White Chocolate Cranberry Biscotti
Makes:
2 dozen or 24 servings, 1 biscotti each
Total Time:
55 min
Submitted by:
Category:
Cookies
Sub Category: Other
what you need
- 2 cups flour
- 1-1/2 tsp. CALUMET Baking Powder
- 1/4 tsp. salt
- 1/2 cup (1 stick) butter or margarine, softened
- 3/4 cup sugar
- 2 eggs
- 1 tsp. vanilla
- 1-1/2 cups POST SELECTS CRANBERRY ALMOND CRUNCH Cereal
- 3 squares BAKER'S Premium White Baking Chocolate, chopped
- 4 squares BAKER'S Semi-Sweet Baking Chocolate, melted
make it
MIX flour, baking powder and salt in small bowl. Beat butter and sugar in large bowl with electric mixer on medium speed until light and fluffy. Blend in eggs and vanilla. Gradually add flour mixture, beating well after each addition. Stir in cereal and white chocolate.
DIVIDE dough in half. Shape each half into 14x2-inch log with lightly floured hands; place on greased baking sheet.

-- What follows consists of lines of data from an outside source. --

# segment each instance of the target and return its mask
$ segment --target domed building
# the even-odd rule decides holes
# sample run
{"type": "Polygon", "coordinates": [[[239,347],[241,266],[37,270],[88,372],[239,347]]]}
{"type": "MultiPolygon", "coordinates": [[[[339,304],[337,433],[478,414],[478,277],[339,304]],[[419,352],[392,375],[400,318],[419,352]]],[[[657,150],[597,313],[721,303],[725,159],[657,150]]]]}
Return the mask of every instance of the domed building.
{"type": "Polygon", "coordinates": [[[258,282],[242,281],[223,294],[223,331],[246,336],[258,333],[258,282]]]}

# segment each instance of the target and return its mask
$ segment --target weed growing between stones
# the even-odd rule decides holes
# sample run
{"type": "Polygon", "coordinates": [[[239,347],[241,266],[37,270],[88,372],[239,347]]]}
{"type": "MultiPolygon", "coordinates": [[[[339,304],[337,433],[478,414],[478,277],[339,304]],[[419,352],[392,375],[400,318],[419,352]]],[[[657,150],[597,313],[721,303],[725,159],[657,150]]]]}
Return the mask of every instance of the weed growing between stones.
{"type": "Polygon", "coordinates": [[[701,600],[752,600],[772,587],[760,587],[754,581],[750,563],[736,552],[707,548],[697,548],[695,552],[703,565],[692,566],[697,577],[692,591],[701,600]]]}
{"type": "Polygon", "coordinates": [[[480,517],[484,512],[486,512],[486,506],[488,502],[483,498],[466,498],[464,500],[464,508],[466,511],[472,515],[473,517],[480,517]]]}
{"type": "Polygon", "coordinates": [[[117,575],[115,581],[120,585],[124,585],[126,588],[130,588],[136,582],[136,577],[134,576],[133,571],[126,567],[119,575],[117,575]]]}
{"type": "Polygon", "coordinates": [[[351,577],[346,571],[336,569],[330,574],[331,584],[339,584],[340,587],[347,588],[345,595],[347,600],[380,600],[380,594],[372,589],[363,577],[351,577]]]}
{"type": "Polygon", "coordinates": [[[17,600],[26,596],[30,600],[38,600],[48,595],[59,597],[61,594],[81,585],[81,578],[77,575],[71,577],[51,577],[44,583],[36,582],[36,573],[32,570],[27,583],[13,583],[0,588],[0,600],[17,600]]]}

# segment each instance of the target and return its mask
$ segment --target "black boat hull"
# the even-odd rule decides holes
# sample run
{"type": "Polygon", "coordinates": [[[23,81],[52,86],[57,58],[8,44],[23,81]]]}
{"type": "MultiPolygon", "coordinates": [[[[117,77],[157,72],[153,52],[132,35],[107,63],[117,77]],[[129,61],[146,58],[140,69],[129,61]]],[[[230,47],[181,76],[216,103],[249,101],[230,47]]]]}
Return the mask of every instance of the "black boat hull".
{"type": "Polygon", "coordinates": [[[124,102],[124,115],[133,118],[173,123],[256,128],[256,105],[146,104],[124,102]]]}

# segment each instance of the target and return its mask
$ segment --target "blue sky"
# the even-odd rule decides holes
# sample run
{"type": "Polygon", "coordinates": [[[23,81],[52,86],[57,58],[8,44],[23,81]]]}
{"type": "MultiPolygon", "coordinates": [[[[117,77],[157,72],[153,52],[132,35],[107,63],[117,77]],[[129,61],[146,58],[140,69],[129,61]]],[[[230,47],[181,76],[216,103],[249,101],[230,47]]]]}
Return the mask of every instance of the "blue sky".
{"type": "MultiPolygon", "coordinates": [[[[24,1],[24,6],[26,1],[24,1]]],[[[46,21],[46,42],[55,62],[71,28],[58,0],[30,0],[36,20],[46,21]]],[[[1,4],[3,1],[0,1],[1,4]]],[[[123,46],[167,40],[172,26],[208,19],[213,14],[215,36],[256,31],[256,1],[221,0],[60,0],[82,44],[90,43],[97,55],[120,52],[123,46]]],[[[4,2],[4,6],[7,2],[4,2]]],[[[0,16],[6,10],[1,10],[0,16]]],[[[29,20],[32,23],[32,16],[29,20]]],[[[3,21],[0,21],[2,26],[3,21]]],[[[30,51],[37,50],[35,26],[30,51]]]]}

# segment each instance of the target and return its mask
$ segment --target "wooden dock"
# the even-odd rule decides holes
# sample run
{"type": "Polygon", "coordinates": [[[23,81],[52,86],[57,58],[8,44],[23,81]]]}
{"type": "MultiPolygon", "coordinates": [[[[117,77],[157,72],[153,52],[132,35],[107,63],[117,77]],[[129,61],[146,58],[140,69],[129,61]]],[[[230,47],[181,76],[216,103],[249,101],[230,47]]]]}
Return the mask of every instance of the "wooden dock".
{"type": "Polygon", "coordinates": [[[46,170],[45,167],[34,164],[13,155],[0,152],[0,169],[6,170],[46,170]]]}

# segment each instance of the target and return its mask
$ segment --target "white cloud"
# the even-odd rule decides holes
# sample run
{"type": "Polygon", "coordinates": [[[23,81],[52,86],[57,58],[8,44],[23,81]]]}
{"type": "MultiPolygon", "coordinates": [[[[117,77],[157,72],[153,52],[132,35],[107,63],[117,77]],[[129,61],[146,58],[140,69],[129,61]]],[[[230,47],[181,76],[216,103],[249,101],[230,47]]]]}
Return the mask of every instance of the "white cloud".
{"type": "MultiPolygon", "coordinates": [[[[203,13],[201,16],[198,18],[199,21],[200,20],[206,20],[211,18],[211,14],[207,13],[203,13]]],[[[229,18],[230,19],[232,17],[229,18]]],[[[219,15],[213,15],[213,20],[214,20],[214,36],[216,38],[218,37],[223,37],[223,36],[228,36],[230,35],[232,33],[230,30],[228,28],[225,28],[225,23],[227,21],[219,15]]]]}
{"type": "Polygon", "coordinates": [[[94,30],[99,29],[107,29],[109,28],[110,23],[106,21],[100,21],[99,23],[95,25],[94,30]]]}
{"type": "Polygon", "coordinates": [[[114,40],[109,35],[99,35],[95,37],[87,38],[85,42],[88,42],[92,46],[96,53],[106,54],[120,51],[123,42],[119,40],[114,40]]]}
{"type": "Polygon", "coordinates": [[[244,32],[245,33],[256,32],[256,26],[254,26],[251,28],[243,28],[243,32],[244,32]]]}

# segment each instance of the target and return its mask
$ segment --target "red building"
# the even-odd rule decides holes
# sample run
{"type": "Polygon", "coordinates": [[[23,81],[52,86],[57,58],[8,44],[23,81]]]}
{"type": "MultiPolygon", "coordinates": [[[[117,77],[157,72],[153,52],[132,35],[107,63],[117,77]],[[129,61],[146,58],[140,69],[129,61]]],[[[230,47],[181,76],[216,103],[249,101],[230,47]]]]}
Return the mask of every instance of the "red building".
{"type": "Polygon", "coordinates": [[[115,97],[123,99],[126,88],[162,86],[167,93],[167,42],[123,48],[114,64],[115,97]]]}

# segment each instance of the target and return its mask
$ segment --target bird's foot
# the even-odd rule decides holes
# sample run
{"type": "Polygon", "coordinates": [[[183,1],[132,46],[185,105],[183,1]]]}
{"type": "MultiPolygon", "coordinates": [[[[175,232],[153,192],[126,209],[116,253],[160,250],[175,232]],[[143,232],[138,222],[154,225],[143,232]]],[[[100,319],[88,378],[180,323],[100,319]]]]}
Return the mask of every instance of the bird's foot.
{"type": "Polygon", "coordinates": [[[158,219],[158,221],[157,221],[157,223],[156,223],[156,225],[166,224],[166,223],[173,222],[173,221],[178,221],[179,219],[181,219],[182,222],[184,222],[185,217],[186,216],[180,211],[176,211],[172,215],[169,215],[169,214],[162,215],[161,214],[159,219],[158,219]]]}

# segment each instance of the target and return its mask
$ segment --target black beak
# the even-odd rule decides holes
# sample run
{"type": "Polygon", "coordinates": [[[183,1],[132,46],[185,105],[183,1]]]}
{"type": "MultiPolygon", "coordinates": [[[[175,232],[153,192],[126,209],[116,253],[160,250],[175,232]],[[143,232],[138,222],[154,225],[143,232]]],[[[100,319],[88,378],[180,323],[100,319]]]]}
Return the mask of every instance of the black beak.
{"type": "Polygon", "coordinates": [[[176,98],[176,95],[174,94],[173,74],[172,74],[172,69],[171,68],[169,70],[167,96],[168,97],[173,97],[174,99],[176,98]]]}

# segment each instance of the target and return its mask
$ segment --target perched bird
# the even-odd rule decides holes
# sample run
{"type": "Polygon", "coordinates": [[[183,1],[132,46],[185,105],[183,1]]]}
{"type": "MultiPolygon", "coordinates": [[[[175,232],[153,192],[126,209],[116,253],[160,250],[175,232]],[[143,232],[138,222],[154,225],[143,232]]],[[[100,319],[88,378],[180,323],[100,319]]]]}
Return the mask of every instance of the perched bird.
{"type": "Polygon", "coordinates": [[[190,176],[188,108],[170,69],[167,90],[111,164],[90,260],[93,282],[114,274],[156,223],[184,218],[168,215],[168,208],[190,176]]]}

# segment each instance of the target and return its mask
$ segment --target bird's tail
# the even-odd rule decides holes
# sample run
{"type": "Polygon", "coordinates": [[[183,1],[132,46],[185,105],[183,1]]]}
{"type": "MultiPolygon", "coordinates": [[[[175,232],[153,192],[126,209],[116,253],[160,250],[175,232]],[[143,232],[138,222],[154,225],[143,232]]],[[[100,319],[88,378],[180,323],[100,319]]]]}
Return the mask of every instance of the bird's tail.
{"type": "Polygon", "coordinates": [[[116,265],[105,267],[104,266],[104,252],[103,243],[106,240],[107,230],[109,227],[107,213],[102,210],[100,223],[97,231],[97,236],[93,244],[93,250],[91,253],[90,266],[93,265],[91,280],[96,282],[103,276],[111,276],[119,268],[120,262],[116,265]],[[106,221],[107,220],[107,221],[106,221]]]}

BAKE at 325°F for 30 minutes or until lightly browned. Remove from baking sheet. Place on cutting board; cool 5 minutes. Using a serrated knife, diagonally cut each log into 12 equal slices; place upright on the baking sheet, 1/2 inch apart. Bake an additional 15 to 18 minutes or until slightly dried. Remove from baking sheet. Cool on wire rack. Store in tightly covered container at room temperature. Dip in or drizzle with melted semi-sweet baking chocolate. Let stand until set.
Notes
Variation: Omit melted semi-sweet baking chocolate. Sprinkle cooled biscotti with powdered sugar. Or, drizzle with combined 1 cup powdered sugar and 2 Tbsp. orange juice. Let stand until set.